Tuesday, November 8, 2022

The Business: Making A Not-Crap RPG, Part One: Keep It Simple, Stupid

Your RPG needs to be a wargame at its core.

Let me spell that out a little more.

Your game needs:

  • Players that control a specific figure, which act as a perception filter due to that figure having specific capacities.
  • Players that work with limited material resources, from health to gear to special abilities- this includes time.
  • Players that work with limited intelligence, meaning both Fog Of War and intelligence on the situation at hand.
  • Players that work towards specific defined objectives, the acquistion of which creates a Win Condition for the scenario at hand.
  • Players that have to negotiate both physical and social environments using their limited capacities and resources to achieve their objectives before some other party achieves theirs or a greater power inflicts a Loss Condition upon them that ends the present scenario.

Before you set about answering the challenges to each of these things, you need to answer this two-part question: what do your players do and how do they do it?

Let me summarize what your game needs to be at every step of answering that two-part question: Keep It Simple, Stupid.

What do your players actually need to do at the table?
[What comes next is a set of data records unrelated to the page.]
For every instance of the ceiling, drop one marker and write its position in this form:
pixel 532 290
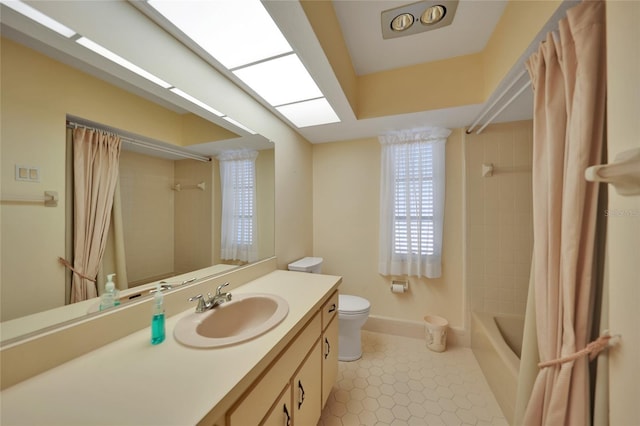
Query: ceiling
pixel 472 26
pixel 369 53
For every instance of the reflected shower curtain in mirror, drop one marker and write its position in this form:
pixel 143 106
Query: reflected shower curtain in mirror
pixel 95 164
pixel 239 241
pixel 569 82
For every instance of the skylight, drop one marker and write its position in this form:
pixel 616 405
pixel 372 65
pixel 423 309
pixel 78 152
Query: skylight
pixel 309 113
pixel 280 80
pixel 241 35
pixel 235 32
pixel 39 17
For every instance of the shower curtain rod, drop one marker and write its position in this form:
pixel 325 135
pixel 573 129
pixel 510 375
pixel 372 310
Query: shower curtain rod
pixel 144 144
pixel 499 98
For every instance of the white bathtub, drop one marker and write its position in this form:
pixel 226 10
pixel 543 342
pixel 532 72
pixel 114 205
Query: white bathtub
pixel 496 341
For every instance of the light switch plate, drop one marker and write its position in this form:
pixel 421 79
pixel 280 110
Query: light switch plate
pixel 27 173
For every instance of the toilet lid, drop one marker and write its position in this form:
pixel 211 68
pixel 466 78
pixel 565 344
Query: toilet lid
pixel 352 304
Are they going to be marching overland? Without the benefit of roads? Then you need a procedure for that. Are they going to get into combat with other parties? Then you need a procedure for that, along with one for injury and recovery. Are they going to be engaging in combat while using an animal or vehicle? Adjust your procedure to account for this, along with accounting for crafting and repair of vehicles (as animals will be accounted for with injury and recovery).

Note that I said "procedure" and not "mechanic".

This is because you do not need mechanics for everything, especially if you're drawing heavily from how things actually work. It is sufficient to, for example, say "A wounded man will need no less than (X) days to recovery from an injury of (Y) sort" and just crib from real world manuals and journals about how men injured in combat recovery from wounds.

What you need mechanics for are those things where the outcome is, for all practical purposes, uncertain.

This includes combat, which needs to be kept down to "Did you make contact? Did you inflict injury?" (Hit/Damage) The former matters if, and only if, it is possible to deliver status effects or similar negative outcomes without inflicting injury (e.g. touch attacks in D&D). The former matters if, and only if, the target can remain in the fight despite sustaining injury; if not, a simple Pass/Fail check will do- and can be rolled into the attack as a possible outcome for a successful attack.

You do not need to make this complicated. You can do this with a mechanic that takes one die roll and comparing the result to two static ratings--one to strike, one to injure--like we saw in the Revised & Expanded edition of TORG v1.

Then there's one more big decision to make: Character Progression.

Classes? Levels? If so, how does that go down? Make them go through mandatory training costs (gold sink) and time spent (downtime) like AD&D1e or just "DING!" like Globe of Gankcraft?

If not one or both, then is there progression at all? Skill training? Stat training? Age-based changes? Injury-based changes? Traveller, Call of Cthulhu, Runequest, Champions, Mekton Zeta, d6 Star Wars, and TORG all have different answers- some differing between editions. Other games have other answers.

Pick the simplest answer that fits your gameplay loop.

You may need to tinker with it to make it work as intended, but you're making a RPG; you should expect that such work is neccessary.

Go ahead, answer all those questions. Come up with some answers, and from those answers some procedures and from those procedures some mechanics. Write that shit down. Then re-write it for clarity, because writing game manuals is technical writing so get used to it.

Are you ready to publish? HELL NO! But you are ready to test, and that means putting your design in contact with players.

That's a big can of worms, which I'll talk about tomorrow.